The bill will bring the market conduct rules for different financial sectors into a consolidated, comprehensive and consistent regulatory framework. The proposed law also deals with governance arrangements, remuneration and conflicts of interest.

It will empower the FSCA to set conduct standards after consultation with the Reserve Bank and Prudential Authority. The authority will have wide powers, including the power to impose penalties and suspend a licence in certain instances.

Financial institutions will have to conduct their business in a manner that promotes the fair treatment of customers. This will be legally binding. They must also conduct their business with integrity, honesty and fairness.

Clear, fair and unambiguous

Other controversial issues that will come under the scope of the proposed law will be the sale of inappropriate products to unsuspecting customers and the skewed incentivisation of intermediaries to sell their products, at all costs, to the detriment of fair treatment.

Products must meet the expectations created by the financial institution and marketing and advertising must be clear, fair and unambiguous, and not misleading or fraudulent.

Regarding disclosure, the financial institution will be obliged before, during and after the conclusion of a contract to make the customer aware of all the relevant facts that could affect their decision, including the benefits, risks and costs of the product.

Only fit and proper people will be able to be appointed as representatives and the financial institution will be responsible for anything done or omitted by its representative as if it had expressly allowed this.

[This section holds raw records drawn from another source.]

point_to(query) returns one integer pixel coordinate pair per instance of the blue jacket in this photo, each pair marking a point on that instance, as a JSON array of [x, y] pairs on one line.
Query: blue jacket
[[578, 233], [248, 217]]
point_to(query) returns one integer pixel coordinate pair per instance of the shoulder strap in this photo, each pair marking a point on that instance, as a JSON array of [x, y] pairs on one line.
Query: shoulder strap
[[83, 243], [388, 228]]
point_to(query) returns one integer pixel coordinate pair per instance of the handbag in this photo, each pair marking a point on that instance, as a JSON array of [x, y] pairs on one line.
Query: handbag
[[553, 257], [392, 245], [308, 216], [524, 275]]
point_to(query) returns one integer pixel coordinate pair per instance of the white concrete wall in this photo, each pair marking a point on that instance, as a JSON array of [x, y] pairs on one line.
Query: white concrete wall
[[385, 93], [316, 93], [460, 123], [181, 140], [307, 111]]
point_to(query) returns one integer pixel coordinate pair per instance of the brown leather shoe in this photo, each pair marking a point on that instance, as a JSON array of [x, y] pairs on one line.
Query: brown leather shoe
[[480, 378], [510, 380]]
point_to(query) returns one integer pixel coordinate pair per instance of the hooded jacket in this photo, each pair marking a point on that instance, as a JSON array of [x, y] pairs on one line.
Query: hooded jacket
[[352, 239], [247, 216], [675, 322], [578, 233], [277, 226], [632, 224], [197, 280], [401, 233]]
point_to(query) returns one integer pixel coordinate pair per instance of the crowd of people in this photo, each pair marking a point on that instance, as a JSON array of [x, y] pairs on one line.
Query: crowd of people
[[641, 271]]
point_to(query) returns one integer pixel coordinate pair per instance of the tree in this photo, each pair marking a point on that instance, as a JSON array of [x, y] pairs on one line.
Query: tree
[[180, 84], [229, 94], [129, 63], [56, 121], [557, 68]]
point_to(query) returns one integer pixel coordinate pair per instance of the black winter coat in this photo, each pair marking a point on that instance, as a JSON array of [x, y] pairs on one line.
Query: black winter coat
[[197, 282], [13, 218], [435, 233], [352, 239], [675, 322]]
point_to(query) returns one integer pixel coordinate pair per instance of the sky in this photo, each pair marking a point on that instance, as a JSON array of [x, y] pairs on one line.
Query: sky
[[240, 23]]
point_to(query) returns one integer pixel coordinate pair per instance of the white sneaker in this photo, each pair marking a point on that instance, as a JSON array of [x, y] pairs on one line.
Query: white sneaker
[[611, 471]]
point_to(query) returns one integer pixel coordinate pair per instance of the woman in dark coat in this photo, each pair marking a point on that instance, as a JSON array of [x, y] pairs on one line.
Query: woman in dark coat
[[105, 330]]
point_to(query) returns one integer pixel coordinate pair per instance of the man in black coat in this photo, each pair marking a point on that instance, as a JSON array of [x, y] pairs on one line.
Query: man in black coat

A non-compliant representative can be debarred.

Transformation is included in the obligations imposed on financial institutions.

The bill will also require the licensing of financial institutions by the FSCA in addition to the Prudential Authority. The FSCA licensing will act as a gatekeeper to keep potentially rogue institutions out of the system and remove unfit ones when necessary.

Financial institutions will be required to maintain sufficient financial resources to carry out their activities and to fulfil their obligations, and their assets must, at all times, exceed their liabilities, failing which the authority may intervene.

The bill gives extensive powers to the FSCA that will, if used prudently, be to the good of the sector.